In a sharded cluster, the system.sessions collection is sharded. When adding a shard to the sharded cluster, if the shard to add already contains its own system.sessions collection, MongoDB drops the new shard’s system.sessions collection during the add process.

What is a “broken” system.sessions collection

The system.sessions collection is expected to be sharded, however in some cases, the system.sessions collection may be mistakenly created on the Config Servers as an unsharded collection. Each sharded node in a cluster expects to be able to write documents to the sessions collection, which is why it is necessary for the sessions collection to be sharded.

When the system.sessions collection is “broken” the LogicalSessionCache* threads will emit log messages such as the following:

// Primary Shard Logs
2021-03-12T19:32:51.551+0000 I CONTROL  [LogicalSessionCacheRefresh] Sessions collection is not set up; waiting until next sessions refresh interval: Collection config.system.sessions is not sharded.
2021-03-12T19:32:51.556+0000 I CONTROL  [LogicalSessionCacheReap] Sessions collection is not set up; waiting until next sessions reap interval: Collection config.system.sessions is not sharded.

// Config Server Logs
2021-03-12T18:32:31.725+0000 I CONTROL  [LogicalSessionCacheRefresh] Failed to create config.system.sessions: Not primary while running findAndModify command on collection config.locks, will try again at the next refresh interval

How does the system.sessions collection “break” in Atlas

At the time of investigation the working hypothesis was that there was a defect associated with the Live Migration process for Sharded Clusters. When the Live Migration tool was run the following was observed:

1. When the config.system.sessions collection is migrated it is not initially sharded
2. There are, however chunks associated with the config.system.sessions collection
3. Reviewing the oplog for the Config Server replica set shows an entry where the config.system.sessions collection is removed from the config.collections collection along with an entry in the config.chunks collection:

   { "ts" : Timestamp(1616135732, 11), "t" : NumberLong(2), "h" : NumberLong("-2957928371374723467"), "v" : 2, "op" : "d", "ns" : "config.chunks", "ui" : UUID("933eed1e-f9a6-4ad7-93e5-f799e0d41484"), "wall" : ISODate("2021-03-19T06:35:32.598Z"), "o" : { "_id" : "config.`system.sessions`-_id_MinKey" } }
   { "ts" : Timestamp(1616135732, 12), "t" : NumberLong(2), "h" : NumberLong("7339349496984671905"), "v" : 2, "op" : "d", "ns" : "config.collections", "ui" : UUID("703ea46b-44c6-435c-8dc3-91f9cf287c08"), "wall" : ISODate("2021-03-19T06:35:32.607Z"), "o" : { "_id" : "config.`system.sessions`" } }
   

Based on this observation it appeared that during the live migration’s temporary data/metadata cleanup process (for a sharded cluster), the config.system.sessions collection was being removed from the config.collections collection which makes it appear to the cluster that config.system.sessions is unsharded.
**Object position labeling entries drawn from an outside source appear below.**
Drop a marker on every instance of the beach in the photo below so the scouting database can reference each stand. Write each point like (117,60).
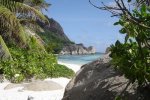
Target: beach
(10,91)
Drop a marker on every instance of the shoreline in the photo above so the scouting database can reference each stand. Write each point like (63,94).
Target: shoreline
(17,92)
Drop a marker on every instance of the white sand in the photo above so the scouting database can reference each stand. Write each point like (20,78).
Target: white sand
(19,94)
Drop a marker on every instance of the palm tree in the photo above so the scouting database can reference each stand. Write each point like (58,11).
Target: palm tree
(10,24)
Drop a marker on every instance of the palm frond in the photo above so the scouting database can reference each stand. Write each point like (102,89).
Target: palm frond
(24,9)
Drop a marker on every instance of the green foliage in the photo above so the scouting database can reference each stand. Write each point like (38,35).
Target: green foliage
(4,49)
(132,57)
(32,62)
(10,25)
(63,71)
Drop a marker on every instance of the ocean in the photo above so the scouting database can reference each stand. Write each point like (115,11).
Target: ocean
(79,59)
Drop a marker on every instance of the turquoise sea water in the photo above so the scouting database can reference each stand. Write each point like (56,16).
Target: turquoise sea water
(79,59)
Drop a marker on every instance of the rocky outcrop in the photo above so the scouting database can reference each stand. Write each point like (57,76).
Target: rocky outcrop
(99,81)
(54,27)
(78,49)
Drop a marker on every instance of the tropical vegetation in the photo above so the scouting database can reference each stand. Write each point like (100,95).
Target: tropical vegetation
(24,55)
(132,57)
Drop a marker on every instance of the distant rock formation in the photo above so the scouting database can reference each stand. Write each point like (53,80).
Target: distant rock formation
(54,27)
(99,81)
(68,47)
(77,49)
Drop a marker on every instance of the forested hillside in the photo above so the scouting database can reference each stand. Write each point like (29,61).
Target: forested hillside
(23,53)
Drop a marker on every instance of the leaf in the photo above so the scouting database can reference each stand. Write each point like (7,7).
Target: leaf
(116,23)
(129,0)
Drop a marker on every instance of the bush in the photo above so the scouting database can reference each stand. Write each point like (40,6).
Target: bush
(32,62)
(132,57)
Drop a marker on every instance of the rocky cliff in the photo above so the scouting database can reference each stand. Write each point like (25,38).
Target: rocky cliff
(99,81)
(77,49)
(54,35)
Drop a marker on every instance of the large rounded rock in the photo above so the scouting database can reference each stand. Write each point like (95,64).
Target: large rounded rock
(99,81)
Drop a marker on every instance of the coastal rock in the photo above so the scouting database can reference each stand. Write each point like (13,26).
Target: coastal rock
(77,49)
(36,86)
(99,81)
(54,27)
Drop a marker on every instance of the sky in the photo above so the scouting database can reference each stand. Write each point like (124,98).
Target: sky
(83,23)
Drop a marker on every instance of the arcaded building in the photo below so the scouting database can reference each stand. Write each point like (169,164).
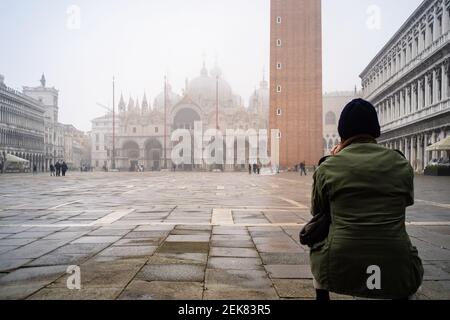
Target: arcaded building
(296,80)
(333,104)
(409,83)
(21,126)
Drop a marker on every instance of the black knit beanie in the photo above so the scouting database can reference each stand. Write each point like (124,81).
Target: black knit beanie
(359,117)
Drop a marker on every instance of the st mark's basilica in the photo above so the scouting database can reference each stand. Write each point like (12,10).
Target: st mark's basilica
(141,141)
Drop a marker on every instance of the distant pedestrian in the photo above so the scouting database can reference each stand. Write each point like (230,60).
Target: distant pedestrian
(64,168)
(303,168)
(58,169)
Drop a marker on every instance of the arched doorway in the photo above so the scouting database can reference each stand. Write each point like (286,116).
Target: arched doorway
(130,150)
(153,155)
(185,119)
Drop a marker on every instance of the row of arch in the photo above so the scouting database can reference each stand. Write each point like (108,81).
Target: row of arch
(34,159)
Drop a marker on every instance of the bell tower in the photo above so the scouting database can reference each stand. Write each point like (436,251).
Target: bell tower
(296,80)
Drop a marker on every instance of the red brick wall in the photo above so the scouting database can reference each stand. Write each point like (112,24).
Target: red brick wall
(300,53)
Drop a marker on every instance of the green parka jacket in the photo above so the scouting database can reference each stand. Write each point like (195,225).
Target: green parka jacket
(367,188)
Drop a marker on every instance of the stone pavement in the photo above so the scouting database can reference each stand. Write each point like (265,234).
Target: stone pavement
(181,236)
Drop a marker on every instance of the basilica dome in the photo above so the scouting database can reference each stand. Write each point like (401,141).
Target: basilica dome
(203,88)
(172,99)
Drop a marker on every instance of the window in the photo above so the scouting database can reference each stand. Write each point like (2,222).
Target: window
(416,46)
(439,26)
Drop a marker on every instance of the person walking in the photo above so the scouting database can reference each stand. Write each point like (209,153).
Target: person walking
(64,168)
(58,168)
(303,168)
(365,188)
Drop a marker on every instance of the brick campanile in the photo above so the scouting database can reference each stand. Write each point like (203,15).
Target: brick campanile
(296,80)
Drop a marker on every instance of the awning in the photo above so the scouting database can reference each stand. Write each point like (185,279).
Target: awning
(13,159)
(443,145)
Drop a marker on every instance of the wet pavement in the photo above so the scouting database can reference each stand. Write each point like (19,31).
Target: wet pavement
(181,236)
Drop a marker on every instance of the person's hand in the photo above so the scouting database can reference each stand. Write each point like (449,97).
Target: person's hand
(336,149)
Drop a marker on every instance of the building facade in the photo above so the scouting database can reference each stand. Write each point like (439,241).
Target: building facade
(333,104)
(409,84)
(54,131)
(21,127)
(296,80)
(74,145)
(142,138)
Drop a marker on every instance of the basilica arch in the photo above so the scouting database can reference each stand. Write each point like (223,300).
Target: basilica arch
(185,117)
(130,151)
(153,154)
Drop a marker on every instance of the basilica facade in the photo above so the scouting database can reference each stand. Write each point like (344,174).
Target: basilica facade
(143,141)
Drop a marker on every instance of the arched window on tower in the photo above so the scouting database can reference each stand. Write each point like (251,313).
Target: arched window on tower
(330,119)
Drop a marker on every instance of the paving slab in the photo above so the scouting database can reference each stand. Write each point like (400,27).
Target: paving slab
(162,290)
(234,263)
(172,272)
(289,271)
(233,252)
The LogicalSessionCacheRefresh thread should automatically recreate the collection as sharded in this case, however as there are still chunks associated with the collection this process failed and was retried indefinitely.
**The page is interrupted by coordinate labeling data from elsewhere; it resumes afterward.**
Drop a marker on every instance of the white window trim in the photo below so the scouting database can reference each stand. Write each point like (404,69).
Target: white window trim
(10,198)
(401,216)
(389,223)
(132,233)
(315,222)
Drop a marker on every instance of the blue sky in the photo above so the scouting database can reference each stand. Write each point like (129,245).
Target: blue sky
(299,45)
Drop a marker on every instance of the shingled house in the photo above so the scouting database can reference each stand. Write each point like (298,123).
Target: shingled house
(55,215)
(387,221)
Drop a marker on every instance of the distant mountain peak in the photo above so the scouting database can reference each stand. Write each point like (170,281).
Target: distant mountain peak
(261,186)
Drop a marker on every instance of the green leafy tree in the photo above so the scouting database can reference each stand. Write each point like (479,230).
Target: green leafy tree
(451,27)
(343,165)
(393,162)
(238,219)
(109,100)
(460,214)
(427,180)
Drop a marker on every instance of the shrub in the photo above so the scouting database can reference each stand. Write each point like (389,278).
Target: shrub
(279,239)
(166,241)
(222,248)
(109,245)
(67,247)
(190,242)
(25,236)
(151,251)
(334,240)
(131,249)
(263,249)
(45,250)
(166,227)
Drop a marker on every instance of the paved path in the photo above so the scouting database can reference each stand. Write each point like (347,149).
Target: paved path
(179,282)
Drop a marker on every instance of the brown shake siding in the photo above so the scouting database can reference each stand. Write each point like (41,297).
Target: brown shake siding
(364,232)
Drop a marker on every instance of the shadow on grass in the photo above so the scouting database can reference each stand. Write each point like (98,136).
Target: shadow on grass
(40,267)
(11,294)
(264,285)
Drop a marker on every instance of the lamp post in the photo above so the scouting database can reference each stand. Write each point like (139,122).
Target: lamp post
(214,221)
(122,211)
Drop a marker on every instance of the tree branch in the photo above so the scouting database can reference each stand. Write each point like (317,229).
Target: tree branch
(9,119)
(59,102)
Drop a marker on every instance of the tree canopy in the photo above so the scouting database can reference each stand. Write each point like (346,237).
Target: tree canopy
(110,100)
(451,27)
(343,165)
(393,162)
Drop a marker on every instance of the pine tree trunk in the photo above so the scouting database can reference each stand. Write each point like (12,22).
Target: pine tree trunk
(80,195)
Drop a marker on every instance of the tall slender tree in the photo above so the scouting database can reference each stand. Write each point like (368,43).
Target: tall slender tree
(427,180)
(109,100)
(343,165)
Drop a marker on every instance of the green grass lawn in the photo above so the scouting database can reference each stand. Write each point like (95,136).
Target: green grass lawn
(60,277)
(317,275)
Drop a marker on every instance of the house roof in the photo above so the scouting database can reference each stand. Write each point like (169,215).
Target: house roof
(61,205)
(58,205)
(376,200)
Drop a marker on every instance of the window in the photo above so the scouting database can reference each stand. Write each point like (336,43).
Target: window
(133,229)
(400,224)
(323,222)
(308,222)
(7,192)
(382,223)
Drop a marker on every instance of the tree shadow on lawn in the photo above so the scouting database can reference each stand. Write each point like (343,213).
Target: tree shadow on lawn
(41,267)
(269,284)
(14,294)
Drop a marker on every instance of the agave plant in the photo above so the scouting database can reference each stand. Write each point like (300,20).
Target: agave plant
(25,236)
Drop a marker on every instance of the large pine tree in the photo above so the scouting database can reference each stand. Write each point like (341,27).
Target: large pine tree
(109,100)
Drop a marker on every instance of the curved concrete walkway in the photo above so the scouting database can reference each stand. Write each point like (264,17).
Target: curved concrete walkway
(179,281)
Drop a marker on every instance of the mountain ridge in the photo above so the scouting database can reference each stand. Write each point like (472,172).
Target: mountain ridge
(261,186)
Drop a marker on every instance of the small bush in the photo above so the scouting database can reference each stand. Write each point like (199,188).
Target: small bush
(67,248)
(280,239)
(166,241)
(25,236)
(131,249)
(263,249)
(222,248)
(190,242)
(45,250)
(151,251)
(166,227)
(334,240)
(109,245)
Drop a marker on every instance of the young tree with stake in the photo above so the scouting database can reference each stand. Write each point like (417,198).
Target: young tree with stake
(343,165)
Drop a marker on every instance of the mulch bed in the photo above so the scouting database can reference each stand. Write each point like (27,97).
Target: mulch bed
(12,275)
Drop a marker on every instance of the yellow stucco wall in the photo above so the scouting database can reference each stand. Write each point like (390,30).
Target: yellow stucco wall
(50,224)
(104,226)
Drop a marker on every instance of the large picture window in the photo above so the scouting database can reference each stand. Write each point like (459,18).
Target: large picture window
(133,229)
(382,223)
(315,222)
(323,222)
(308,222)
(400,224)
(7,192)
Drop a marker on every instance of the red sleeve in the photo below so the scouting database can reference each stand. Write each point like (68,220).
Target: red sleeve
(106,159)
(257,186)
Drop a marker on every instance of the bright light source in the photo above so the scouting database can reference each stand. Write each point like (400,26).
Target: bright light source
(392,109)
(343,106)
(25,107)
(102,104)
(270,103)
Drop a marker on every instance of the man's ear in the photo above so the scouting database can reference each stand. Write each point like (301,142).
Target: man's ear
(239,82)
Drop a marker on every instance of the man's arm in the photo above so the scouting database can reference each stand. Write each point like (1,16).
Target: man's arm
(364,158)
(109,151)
Identification & Mitigation

Any sharded cluster can be tested for an incorrectly (“broken”) configured config.system.sessions collection (caused by the suspected deficiency in Live Migrate or otherwise) by connecting (via the mongo or mongosh shell) and running:

db.getSiblingDB('config').system.sessions.stats()['sharded']
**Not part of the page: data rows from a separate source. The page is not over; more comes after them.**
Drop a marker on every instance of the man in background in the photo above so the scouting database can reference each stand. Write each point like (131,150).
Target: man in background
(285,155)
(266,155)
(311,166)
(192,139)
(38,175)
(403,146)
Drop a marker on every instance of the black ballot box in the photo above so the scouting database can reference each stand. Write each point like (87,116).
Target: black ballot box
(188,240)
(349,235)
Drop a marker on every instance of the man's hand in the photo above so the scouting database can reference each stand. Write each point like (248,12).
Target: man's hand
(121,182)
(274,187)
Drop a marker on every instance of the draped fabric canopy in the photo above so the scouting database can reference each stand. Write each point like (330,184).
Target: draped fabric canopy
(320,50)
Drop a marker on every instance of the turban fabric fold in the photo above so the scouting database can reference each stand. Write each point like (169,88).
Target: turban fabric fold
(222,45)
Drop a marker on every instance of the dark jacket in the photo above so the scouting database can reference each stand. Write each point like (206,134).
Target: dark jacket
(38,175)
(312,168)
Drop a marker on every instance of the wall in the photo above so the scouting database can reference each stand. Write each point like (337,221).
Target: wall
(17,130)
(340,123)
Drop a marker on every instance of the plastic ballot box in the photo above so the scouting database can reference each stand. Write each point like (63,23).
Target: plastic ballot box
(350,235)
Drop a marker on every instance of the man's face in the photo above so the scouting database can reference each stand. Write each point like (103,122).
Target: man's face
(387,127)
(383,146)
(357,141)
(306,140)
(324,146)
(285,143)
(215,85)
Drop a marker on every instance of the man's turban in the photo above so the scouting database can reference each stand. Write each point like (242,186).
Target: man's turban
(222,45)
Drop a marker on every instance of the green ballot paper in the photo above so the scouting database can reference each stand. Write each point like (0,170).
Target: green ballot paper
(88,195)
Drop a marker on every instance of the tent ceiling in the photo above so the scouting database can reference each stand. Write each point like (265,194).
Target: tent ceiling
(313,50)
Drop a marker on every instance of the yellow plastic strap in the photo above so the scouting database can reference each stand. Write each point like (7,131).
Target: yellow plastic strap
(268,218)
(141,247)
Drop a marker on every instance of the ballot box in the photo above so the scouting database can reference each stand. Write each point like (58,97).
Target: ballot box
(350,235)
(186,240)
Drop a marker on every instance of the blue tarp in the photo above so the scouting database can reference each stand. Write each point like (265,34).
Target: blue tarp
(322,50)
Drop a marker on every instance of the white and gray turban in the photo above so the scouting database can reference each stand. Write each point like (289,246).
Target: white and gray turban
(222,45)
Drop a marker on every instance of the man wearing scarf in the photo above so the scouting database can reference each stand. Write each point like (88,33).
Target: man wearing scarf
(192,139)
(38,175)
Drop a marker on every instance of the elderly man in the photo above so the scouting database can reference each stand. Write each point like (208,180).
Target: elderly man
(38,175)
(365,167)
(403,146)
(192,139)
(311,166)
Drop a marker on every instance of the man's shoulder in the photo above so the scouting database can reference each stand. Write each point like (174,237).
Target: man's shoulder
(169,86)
If the result of the above command is NOT true (either false or blank), performing the following actions on the cluster would address the issue:

// Connect to the PRIMARY member of CSRS and ALL Shard PRIMARY members
// and run the following command
db.system.sessions.drop();

// Connect to a single mongos configured for your cluster and run the following
db.getSiblingDB('config').chunks.remove( {ns:'config.system.sessions'})
db.adminCommand("flushRouterConfig")

Hopefully you’ll never find yourself in a situation such as the one described above, but if you do this guide may be useful for getting your cluster back up and running.